My first backstage-meets-expertise experience was in high school. It was our band’s concert featuring at the time, a world- wide renowned trumpet virtuoso. Lucky for me, as a percussion player, I did not have to play in the selection immediately prior to his walking out on stage, so I happen to be backstage at the time. Before I knew it, our guest was standing next to me near the stage opening, waiting to be introduced. I looked up at him, paused, and then asked, “Are you nervous”? “Nervous”? he replied with a smile,” Why should I be nervous?” “We’ve never had more people in this auditorium before…its standing room only!” I said. “No…I’m not nervous. I’m anxious…anxious to share with everybody what it is that I have that they came to hear.”
That night, trumpeter Rafael Mendez taught me something that would serve me well as a performing musician in future years. I remembered it well, when the pressure would be on because there were “VIPs” in my audiences. It’s about sharing what you have for the good of others.
Through the years I’ve had the privilege of meeting and personally thanking some very well known artists, songwriters, and actors for the inspiration I gained from their sharing. Each time, it was a thrill to always remember.
Now, it’s my turn to share. And before I do, I invite you “backstage” as I prepare to share the gifts of music as it contributes to life changing experiences. I would like you to be my guest, as I take you backstage where music plays a key role in creating an experience that is transformative in nature. Yet, there are no stage lights, no applause from sold out venues, and the “main character” could easily be a Down syndrome or Autistic child, a severely depressed adult, a senior experiencing dementia or someone of any age experiencing a host of other conditions and issues that occur when “life happens”.
Welcome to Music Therapy…backstage. It’s a place I have been time and time again since first becoming a nationally credentialed music therapist almost 50 years ago. It’s a place I can fully appreciate from what I have learned from others while witnessing their expertise in action…up close.

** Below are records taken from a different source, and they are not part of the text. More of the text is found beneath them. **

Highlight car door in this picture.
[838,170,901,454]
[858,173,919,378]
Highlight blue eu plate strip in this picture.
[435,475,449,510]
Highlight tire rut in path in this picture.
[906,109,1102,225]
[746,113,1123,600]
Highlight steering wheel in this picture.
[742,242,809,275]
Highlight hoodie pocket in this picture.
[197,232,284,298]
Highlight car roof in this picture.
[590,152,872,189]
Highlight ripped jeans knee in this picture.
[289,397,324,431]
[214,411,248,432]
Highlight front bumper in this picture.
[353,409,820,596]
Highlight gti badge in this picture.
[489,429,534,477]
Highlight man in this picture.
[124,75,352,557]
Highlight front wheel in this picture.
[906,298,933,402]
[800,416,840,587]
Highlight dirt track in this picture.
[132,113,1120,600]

Before you got here, I did my “homework”. I’ve made in-depth studies about my guest of honor, yet rely on my conferences, documenting observations from family or caregivers as my priority. Each situation is personally unique. Yet one question remains the same for each one as I ask family, caregivers or administrators…”What do you want to see happen?”

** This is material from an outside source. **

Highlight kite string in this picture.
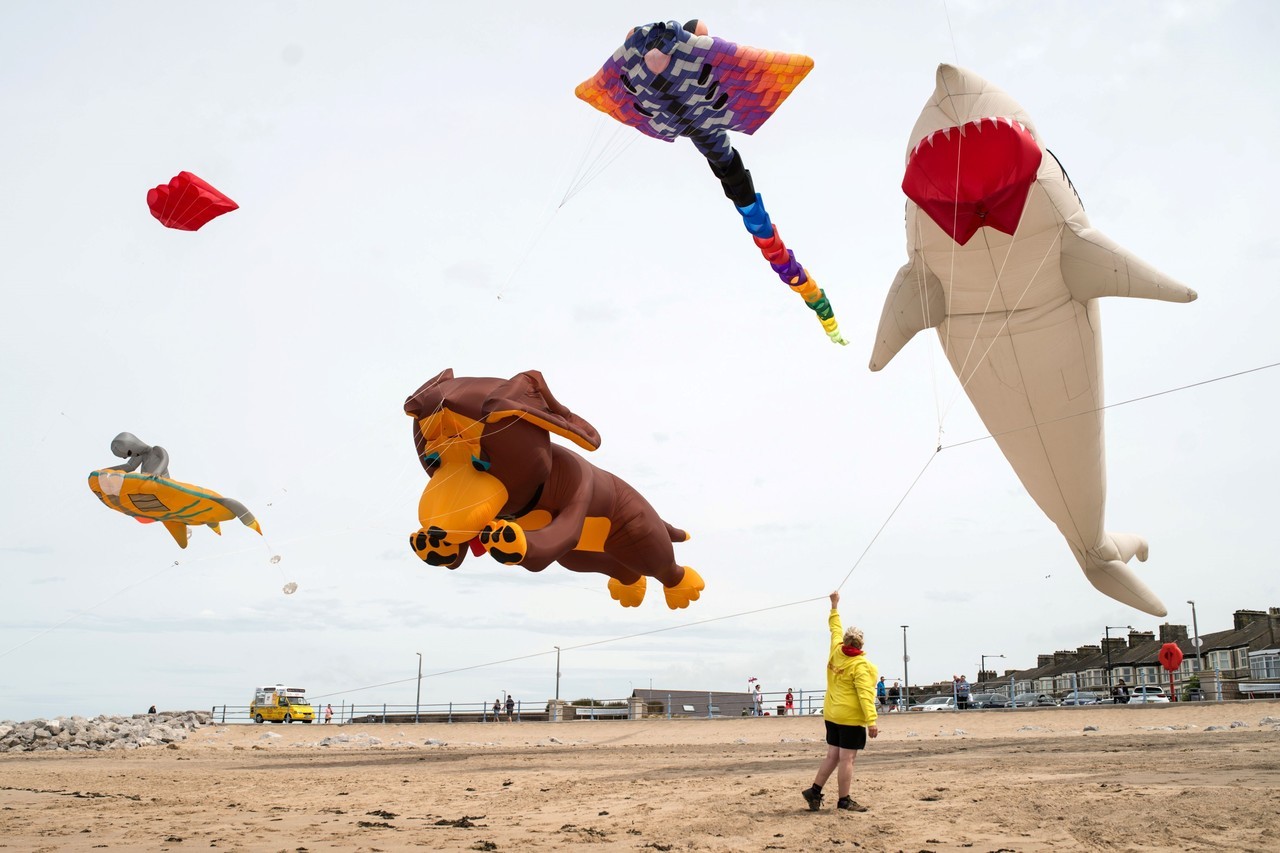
[938,361,1280,451]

As that question is answered, a strategy starts to form in my mind. It’s a strategy that determines what will happen in the grand scheme of things. It determines the musical “tools” to be used. Tools of transformation. Musical processes that may be used to create new pathways in the brain when there is a response to a rhythm, perhaps the joy of self esteem when success is experienced while playing an instrument. It may be the transformation experienced from moving to music, as long-repressed emotions are expressed, “easing the weight” from a severe depression. Song lyric analysis may be just the tool to help to identify feelings, or activating the right combination of scientific theories enabling long delayed speech for the very first time.
The transformation process may start even before the music begins. It may be evidenced in the tones of voices, facial expressions, perhaps the encouraging signs of a high five shared as a first sign of a therapeutic relationship built on acceptance, loving care, trust and a belief in what’s possible.

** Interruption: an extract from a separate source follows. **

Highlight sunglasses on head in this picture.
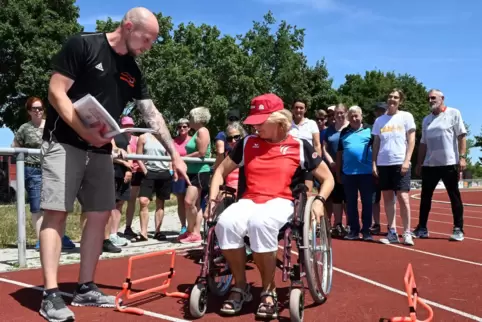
[226,134,241,142]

In each session, the strategy plays out motivated…guided… by a sequence of questions. Questions as “What is it exactly that I can I do that will open the next door? To create an experience that will be truly felt… providing reinforcement for motivating more changes towards improvement? To create that experience that leaves new confidence, happy smiles of success, a healing “can do” attitude?”
In time, transformations happen. And when they do, it makes the countless hours of continuing education, those years of university accredited course work, and a lifetime of being a musician all worth it. Whoever the client may be, I am truly thankful for them, their families, and their caregivers. As life plays on, I continue to be thankful to them for the awe and inspiration I receive while serving them. Most of all, I thank God for allowing me to share two wonderous gifts… music and people who have inspired and enabled me, to make music “happen”… for good.
Thanks also, to you for taking time to visit. Your exit is stage left!